About

Mandate

The CNFC Society exists to promote innovation in Canadian creative nonfiction writing. We strive for greater readership, to provide opportunities for our members to enrich their professional skills, to collaborate on new technologies and explore new approaches to publishing.

History of the CNFC

In 2004, our founders, Myrna Kostash and Betsy Warland, invited a group of writers to discuss the range and potential of this new growing literary genre. They debated the social, cultural and ethical issues that defined and preoccupied creative nonfiction writers in the early twenty-first century. This gathering, held in Banff, Alberta, became the first annual CNFC Conference. In April 2006, the group registered as a non-profit organization in the province of Alberta. In 2013, we revised our registration to incorporate as the Creative Nonfiction Collective Society, affectionately known to all of us as the CNFC. Since the founding of the CNFC, the genre of creative nonfiction has grown in prominence in traditional publishing and all other media. In the past decade, creative writing programs have appeared across the country, most recently the new Master of Fine Arts in Creative Nonfiction at University of King’s College in Halifax. Since the CNFC’s inception, we have also seen a noticeable increase in the number of literary contests, awards, and grants for creative nonfiction. Canada even has a literary festival dedicated to nonfiction: Edmonton’s annual Litfest. The CNFC has played a vital role in the continuing development and success of Canadian creative nonfiction. Recently the organization applied to obtain charitable status. The CNFC hopes to have achieved this status by 2021. Known as literary or narrative nonfiction, the genre of creative nonfiction is characterized as a personal, identifiable voice. The writer is usually quite present in the text. Works of creative nonfiction include – but are not limited to – memoirs, biography, historical investigation, literary journalism, political commentary, social or cultural criticism, and essays that are personal or lyric or narrative.

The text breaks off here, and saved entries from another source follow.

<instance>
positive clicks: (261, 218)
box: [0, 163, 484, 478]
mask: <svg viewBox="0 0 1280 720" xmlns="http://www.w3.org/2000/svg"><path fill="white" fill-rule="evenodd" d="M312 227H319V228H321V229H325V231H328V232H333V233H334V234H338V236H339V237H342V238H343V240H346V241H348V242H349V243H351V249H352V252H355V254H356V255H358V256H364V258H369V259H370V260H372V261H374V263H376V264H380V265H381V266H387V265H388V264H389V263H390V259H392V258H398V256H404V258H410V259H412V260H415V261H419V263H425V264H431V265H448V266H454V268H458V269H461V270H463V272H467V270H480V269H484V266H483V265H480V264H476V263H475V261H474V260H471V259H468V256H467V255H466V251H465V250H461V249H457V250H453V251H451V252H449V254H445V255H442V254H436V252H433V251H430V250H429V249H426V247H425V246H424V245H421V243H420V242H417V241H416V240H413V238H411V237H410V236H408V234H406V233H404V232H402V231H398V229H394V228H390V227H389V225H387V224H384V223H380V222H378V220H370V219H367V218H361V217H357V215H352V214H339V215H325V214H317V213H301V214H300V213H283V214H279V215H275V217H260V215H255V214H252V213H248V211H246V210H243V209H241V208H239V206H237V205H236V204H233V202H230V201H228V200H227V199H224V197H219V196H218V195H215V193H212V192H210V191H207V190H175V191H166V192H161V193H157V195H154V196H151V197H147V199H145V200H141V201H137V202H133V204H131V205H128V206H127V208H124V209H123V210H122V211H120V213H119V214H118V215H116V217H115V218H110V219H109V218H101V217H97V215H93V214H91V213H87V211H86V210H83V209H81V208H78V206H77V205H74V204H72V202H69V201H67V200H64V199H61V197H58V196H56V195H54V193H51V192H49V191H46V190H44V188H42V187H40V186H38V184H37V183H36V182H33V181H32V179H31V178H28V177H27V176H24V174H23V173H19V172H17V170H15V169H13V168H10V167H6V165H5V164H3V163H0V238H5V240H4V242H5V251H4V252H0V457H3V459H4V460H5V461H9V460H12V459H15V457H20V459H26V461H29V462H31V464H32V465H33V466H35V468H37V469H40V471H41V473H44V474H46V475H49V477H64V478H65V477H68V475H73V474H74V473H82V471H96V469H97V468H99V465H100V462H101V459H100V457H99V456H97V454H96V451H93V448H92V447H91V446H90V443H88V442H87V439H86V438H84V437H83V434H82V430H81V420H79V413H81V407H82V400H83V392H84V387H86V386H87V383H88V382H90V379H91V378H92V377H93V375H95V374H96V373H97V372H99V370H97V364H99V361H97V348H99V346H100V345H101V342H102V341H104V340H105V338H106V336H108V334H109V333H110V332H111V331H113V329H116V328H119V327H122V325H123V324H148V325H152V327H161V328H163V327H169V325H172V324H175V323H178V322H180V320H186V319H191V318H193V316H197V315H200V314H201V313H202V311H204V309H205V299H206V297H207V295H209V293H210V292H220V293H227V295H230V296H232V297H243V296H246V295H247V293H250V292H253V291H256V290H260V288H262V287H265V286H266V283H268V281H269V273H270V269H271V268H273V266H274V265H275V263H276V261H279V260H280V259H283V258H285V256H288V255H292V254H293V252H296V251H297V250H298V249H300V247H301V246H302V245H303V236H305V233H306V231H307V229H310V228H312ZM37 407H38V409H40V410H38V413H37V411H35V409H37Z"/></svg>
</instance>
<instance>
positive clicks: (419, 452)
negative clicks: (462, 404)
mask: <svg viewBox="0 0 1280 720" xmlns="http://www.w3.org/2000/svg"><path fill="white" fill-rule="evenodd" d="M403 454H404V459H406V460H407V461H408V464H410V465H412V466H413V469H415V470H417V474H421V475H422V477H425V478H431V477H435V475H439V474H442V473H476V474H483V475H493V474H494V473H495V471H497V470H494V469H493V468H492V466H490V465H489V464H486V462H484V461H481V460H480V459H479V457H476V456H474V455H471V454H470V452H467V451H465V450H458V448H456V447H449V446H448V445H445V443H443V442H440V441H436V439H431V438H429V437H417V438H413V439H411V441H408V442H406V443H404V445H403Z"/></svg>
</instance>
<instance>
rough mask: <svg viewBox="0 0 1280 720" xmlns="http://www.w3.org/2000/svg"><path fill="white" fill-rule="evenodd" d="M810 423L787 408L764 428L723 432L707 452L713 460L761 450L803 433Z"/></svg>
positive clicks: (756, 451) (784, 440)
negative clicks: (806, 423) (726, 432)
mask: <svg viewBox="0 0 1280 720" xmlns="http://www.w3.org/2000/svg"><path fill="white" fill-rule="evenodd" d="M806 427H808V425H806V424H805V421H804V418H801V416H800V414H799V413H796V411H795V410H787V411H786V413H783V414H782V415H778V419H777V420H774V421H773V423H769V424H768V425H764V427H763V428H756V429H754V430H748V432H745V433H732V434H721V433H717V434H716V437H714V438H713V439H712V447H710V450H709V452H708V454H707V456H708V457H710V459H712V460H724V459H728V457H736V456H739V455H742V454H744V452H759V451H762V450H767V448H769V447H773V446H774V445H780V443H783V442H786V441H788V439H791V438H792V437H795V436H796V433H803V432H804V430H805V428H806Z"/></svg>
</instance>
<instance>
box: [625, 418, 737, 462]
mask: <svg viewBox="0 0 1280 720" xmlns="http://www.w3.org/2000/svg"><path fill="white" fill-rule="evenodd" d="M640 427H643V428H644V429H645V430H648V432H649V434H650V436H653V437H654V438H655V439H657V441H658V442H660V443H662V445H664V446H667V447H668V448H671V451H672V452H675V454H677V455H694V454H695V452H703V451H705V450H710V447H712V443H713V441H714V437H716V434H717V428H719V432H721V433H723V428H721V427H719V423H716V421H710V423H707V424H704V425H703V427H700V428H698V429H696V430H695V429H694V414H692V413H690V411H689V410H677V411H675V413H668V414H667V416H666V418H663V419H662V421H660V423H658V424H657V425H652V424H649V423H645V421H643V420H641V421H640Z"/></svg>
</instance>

The emphasis in creative nonfiction is on the use of inventive and dramatic techniques when writing about the actual world rather than a fictional one. The adjective “creative” in creative nonfiction is occasionally misunderstood. Being creative in their work does not license nonfiction writers to invent facts or imagine experiences as fiction writers do. Creative nonfiction allows its writers rather to access the same techniques available to fiction writers without misrepresenting the actual events in their work. Debates about the distinctions between fiction and creative nonfiction are always lively. Even our own CNFC members don’t always agree on an exact definition of creative nonfiction. What most do agree on is the fact that the genre is becoming more and more popular in the literary and publishing communities, surpassing literary fiction and poetry among some big publishers such as HarperCollins, Random House, and others.

Evolution of the term “creative nonfiction”

In 2010, the CNFC conducted a survey of The Writers Union of Canada (TWUC). Of TWUC’s two thousand members, four hundred and forty-nine responded to the survey. Eighty percent of those responders identified themselves as creative non-fiction or non-fiction writers. The survey asked In the United States, as of 2009, the Library of Congress (which determines and assigns all subject headings) did not have Creative Non-Fiction as a genre term in its system. The closest terms (other than sub-genre terms) they used were reportage literature and belle letters.

Currently, most Canadian literary agents now consider Creative Non-Fiction the preferred name for a genre still not easily defined. Some use “Creative Nonfiction” as an umbrella term that encompasses “Literary Nonfiction” and “Narrative Nonfiction.”

In the awards arena, “Creative Nonfiction” and “Literary Nonfiction” both appear. Two national government-sponsored awards (Canada Council Grants, Governor General’s Award), and the national Charles Taylor Prize use Literary Nonfiction.

The CBC Literary Awards has a “Creative Nonfiction” category. Some provincial and city awards across Canada still use a generic “Nonfiction” category.

Most creative writing programs across Canada now use the term Creative Nonfiction.

Literary journals often hold Creative Nonfiction contests. Some refer to our genre as Literary Nonfiction or simply Nonfiction. Others will use other designations completely, such as features, essays, articles, or prose.

Responders to sequence their order of preference for names to call our genre of writing: creative non-fiction, literary non-fiction, non-fiction, belles lettres, narrative non-fiction, literary prose, or prose. “Creative Non-fiction” received the most support (31%), followed by “Literary Non-fiction” (22%). “Non-fiction” came in third (16%). “Belles Lettres” came in fourth (13%). “Narrative Non-fiction” ranked fifth (11%).

Since then, the hyphen in the word “non-fiction” has largely disappeared. The label “Creative Nonfiction” has become the most prominent, although both “Literary Nonfiction” and “Narrative Nonfiction” continue to appear.

Canadian publishers tend towards the term “Literary Nonfiction.” Some publishers don’t distinguish between “Creative Nonfiction” and other forms of nonfiction.

Bookstores seldom have a “Creative Nonfiction” section. Our works are scattered among a variety of nonfiction genres such as biography, travel, history, etc. This can make our diverse genre difficult to find.